Don't discount this guy's insight. He's one of the richest of the richest. He is not an advocate of the gold standard, but he does illustrate a grasp of the hazards associated with fiat currency.

  • 1 vote
Reply#1 - Mon Feb 13, 2012 11:39 PM EST
BD Styers

The second major category of investments involves assets that will never produce anything, but that are purchased in the buyer's hope that someone else -- who also knows that the assets will be forever unproductive -- will pay more for them in the future. Tulips, of all things, briefly became a favorite of such buyers in the 17th century.

This type of investment requires an expanding pool of buyers, who, in turn, are enticed because they believe the buying pool will expand still further.
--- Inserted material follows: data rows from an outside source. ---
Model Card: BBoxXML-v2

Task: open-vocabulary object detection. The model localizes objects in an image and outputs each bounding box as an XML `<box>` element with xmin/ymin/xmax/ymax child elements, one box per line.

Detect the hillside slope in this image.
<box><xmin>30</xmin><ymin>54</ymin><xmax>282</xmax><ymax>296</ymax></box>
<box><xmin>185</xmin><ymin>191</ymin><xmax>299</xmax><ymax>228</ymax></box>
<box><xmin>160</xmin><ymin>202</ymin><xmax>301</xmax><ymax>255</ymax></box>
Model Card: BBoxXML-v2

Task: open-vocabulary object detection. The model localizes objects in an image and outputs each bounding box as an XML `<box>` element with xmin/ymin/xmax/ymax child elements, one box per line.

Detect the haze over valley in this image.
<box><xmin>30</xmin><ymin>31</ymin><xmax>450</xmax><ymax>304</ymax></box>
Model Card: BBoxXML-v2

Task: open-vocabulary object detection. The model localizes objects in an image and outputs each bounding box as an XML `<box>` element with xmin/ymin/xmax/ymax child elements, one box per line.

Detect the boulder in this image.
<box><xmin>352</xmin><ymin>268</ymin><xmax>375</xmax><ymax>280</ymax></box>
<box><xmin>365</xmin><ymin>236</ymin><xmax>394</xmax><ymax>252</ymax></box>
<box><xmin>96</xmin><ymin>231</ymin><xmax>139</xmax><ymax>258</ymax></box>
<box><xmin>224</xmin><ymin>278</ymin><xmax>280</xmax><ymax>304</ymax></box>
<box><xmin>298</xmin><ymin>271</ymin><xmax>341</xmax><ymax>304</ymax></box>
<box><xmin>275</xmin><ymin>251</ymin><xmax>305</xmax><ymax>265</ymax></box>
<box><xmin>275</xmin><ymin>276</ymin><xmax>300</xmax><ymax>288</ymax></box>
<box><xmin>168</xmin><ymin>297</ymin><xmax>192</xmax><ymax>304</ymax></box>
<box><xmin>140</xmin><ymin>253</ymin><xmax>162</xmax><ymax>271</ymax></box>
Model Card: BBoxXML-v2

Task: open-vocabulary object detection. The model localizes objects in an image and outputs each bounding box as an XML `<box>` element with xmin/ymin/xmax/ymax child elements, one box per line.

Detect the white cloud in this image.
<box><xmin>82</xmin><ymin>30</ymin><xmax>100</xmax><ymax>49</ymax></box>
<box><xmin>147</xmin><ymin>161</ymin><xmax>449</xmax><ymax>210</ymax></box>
Owners are not inspired by what the asset itself can produce -- it will remain lifeless forever -- but rather by the belief that others will desire it even more avidly in the future.
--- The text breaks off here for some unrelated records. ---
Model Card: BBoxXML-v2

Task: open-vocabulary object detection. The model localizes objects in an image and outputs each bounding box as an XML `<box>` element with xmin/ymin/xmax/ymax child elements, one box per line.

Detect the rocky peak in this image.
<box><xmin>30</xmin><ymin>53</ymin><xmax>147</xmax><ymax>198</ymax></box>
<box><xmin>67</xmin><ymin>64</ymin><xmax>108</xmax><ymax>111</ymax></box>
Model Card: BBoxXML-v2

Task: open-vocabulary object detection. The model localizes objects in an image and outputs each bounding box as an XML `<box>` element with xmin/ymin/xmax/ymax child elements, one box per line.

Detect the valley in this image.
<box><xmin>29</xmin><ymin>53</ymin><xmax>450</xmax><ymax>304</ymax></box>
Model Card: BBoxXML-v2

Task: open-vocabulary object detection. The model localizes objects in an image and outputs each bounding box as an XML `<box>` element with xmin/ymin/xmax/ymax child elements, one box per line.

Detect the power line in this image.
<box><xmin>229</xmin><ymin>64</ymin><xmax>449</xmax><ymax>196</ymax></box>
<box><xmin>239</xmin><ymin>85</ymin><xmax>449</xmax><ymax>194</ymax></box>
The major asset in this category is gold, currently a huge favorite of investors who fear almost all other assets, especially paper money (of whose value, as noted, they are right to be fearful). Gold, however, has two significant shortcomings, being neither of much use nor procreative. True, gold has some industrial and decorative utility, but the demand for these purposes is both limited and incapable of soaking up new production. Meanwhile, if you own one ounce of gold for an eternity, you will still own one ounce at its end.

  • 1 vote
Reply#2 - Mon Feb 13, 2012 11:41 PM EST
BD Styers

Admittedly, when people a century from now are fearful, it's likely many will still rush to gold. I'm confident, however, that the $9.6 trillion current valuation of pile A will compound over the century at a rate far inferior to that achieved by pile B.
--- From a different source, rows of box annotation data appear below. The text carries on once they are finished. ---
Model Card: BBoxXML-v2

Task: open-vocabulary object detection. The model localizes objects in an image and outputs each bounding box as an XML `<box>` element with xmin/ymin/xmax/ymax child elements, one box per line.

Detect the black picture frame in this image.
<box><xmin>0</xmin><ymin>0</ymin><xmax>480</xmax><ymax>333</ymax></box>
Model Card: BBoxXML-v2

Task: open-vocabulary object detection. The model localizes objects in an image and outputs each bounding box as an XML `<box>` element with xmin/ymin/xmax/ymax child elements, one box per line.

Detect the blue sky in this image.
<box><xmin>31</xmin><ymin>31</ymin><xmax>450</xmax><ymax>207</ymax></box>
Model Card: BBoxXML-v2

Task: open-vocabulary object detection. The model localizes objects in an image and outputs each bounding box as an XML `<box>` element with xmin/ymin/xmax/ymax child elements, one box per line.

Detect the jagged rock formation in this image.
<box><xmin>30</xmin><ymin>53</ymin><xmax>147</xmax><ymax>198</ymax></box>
Pile A and Pile B, one is gold, the other production assets. They both remain the same. What will change is the value of the currency. The cows may wither, the real estate may burn, and the counterfeiters may perish, but the gold remains the same.

Warren Buffet has confidence in the currency market, places all value in the production asset market while dismissing the the true value of gold -- it is incorruptible. Gold is power.